El secretariado diocesano de Peregrinaciones tiene programadas peregrinaciones a Tierra Santa del 30 de agosto al 6 de septiembre (con ejercicios espirituales, que dirigirá Mons. Fernando García Cadiñanos, obispo de Mondoñedo-Ferrol) y del 2 al 9 de diciembre (peregrinación diocesana que presidirá Mons. Mario Iceta, arzobispo de Burgos).
La Delegación de Pastoral de Migraciones reunió un lunes más un nuevo Círculo de Silencio en defensa de los derechos de las personas migrantes. En esta ocasión, 137 días después del comienzo de la guerra en Ucrania tras la invasión por Rusia, denunciaron que este conflicto ha provocado hasta el momento miles de muertes y 7 millones de refugiados.
Por otra parte, recordaron el incendio que se produjo el pasado 11 de junio en un asentamiento de temporeros inmigrantes en Palos de la Frontera (Huelva), con varios y heridos y más de 100 personas que se quedaron sin vivienda. No era la primera vez que en esa zona se provocaba un incendio de chabolas, El 24 de junio hubo un intento masivo de entrada por la verja de Melilla, principalmente de migrantes sudaneses, con el resultado oficial de 23 muertos, que pueden ser al menos 37. Los videos grabados y difundidos han mostrado la violencia ejercida y el montón de muertos y vivos, todos mezclados en el suelo durante horas. La Unión Africana, la Comisión Europea y la ONU han pedido que se investigue y esclarezca lo sucedido.

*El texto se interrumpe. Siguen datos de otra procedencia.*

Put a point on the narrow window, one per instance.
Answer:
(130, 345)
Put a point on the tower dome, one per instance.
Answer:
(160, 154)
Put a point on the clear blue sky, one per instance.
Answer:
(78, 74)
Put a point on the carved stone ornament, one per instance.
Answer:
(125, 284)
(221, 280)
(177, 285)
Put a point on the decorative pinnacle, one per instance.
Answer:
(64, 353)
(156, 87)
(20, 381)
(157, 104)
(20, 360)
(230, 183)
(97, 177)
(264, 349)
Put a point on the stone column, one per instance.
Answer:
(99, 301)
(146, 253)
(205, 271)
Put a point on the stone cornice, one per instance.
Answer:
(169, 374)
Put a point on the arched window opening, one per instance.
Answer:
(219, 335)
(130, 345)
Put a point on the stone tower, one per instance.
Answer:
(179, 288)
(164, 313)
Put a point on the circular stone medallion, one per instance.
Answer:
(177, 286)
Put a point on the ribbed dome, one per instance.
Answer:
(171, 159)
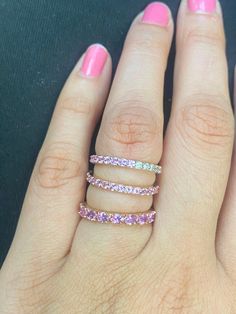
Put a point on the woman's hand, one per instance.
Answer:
(186, 261)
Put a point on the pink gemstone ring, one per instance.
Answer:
(116, 218)
(127, 163)
(121, 188)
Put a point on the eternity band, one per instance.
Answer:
(121, 188)
(122, 162)
(116, 218)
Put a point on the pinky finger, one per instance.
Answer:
(226, 232)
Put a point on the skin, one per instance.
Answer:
(186, 261)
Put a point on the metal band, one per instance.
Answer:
(121, 188)
(122, 162)
(116, 218)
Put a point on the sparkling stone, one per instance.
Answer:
(91, 215)
(146, 166)
(131, 163)
(102, 217)
(107, 160)
(116, 219)
(131, 219)
(144, 191)
(129, 189)
(83, 212)
(124, 162)
(121, 189)
(136, 190)
(113, 187)
(139, 165)
(115, 161)
(151, 217)
(94, 159)
(106, 185)
(100, 159)
(143, 219)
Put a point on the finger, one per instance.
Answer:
(226, 232)
(132, 128)
(49, 215)
(199, 139)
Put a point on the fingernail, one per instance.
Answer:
(156, 13)
(94, 60)
(207, 6)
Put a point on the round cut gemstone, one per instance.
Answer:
(138, 165)
(146, 166)
(115, 161)
(100, 159)
(129, 189)
(151, 217)
(83, 212)
(137, 191)
(124, 162)
(131, 219)
(91, 215)
(121, 189)
(116, 219)
(102, 217)
(143, 219)
(107, 160)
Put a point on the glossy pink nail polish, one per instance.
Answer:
(207, 6)
(94, 60)
(156, 13)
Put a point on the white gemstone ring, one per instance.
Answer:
(121, 188)
(117, 218)
(127, 163)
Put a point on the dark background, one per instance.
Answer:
(40, 42)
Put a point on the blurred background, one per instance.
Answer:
(40, 43)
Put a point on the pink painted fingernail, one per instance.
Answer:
(207, 6)
(94, 60)
(156, 13)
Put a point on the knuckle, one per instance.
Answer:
(143, 43)
(204, 122)
(58, 166)
(79, 105)
(196, 36)
(131, 127)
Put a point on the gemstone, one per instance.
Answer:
(102, 217)
(116, 219)
(151, 217)
(143, 219)
(83, 212)
(107, 160)
(128, 189)
(144, 192)
(91, 215)
(136, 190)
(138, 165)
(124, 162)
(146, 166)
(100, 159)
(115, 161)
(131, 219)
(121, 189)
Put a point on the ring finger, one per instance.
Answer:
(132, 128)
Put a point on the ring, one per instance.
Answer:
(122, 162)
(121, 188)
(116, 218)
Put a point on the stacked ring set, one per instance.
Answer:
(120, 218)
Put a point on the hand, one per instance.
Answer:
(186, 261)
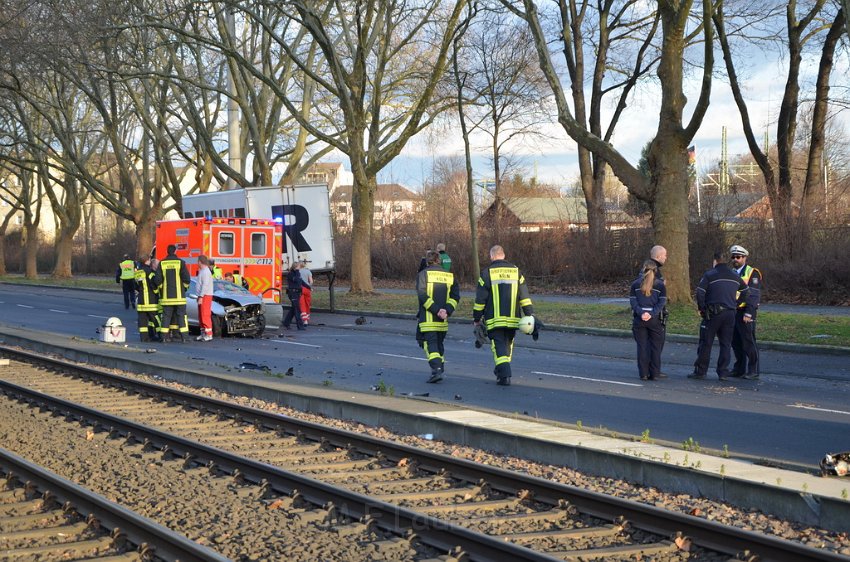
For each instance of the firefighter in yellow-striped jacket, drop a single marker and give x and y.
(438, 298)
(148, 301)
(501, 298)
(172, 276)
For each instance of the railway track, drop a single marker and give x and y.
(44, 517)
(472, 511)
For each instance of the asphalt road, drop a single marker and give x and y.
(798, 411)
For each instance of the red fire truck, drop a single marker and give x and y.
(249, 247)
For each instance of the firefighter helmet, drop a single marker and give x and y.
(526, 324)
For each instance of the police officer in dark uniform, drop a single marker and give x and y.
(499, 298)
(718, 294)
(744, 340)
(438, 297)
(647, 297)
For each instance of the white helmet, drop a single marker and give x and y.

El 27 de junio la Policía de Estados Unidos encontró 46 muertos asfixiados en un camión, que finalmente han sido 53, en Texas, cerca de la frontera. Procedían de México y de varios países de América Central. El camión había sido abandonado. También el 27 de junio se hundió un barco que iba de Libia hacia Italia, y murieron al menos 30 migrantes. No hay fotos de la tragedia, apenas ha sido noticia. Dos días después encontraban un vehículo en el desierto con otros 20 cadáveres, inmigrantes muertos de sed, que venían de Chad; tampoco hay fotos, apenas ha sido noticia.
«Las fronteras matan, sean vallas, mares o desiertos. Cuando eres de Ucrania y huyes de la guerra, puedes entrar y solicitar protección en otros países de Europa; y esto está muy bien. Es un derecho internacional reconocido y ejercido. Cuando eres de África y tratas de huir de la guerra, de la violencia o de la pobreza extrema, no hay posibilidades legales de emigrar o de solicitar asilo, y tienes que tratar de huir de las desgracias de tu tierra de otras formas, arriesgadas, desesperadas, a veces con ayuda de las mafias criminales», han esgrimido. «Las fronteras matan, nuestra indiferencia y nuestra hipocresía matan. Si no hay fotos, no pasa nada, se ha actuado correctamente. Si empiezan a aparecer vídeos, nos lamentamos por lo que ha pasado y decimos que era imprevisible e inevitable: ¡mentira! Y pronto lo olvidamos. Y la historia se repetirá. Nosotros no podemos olvidar, no queremos olvidar. No queremos ser indiferentes ni cómplices. Decimos: ¡basta ya! Pedimos que se aclare lo sucedido, que se depuren responsabilidades y que se saquen conclusiones. Esto tiene que acabar. La política está al servicio de las personas, de todas las personas. No puede ser que determinadas políticas provoquen continuamente muertes colaterales».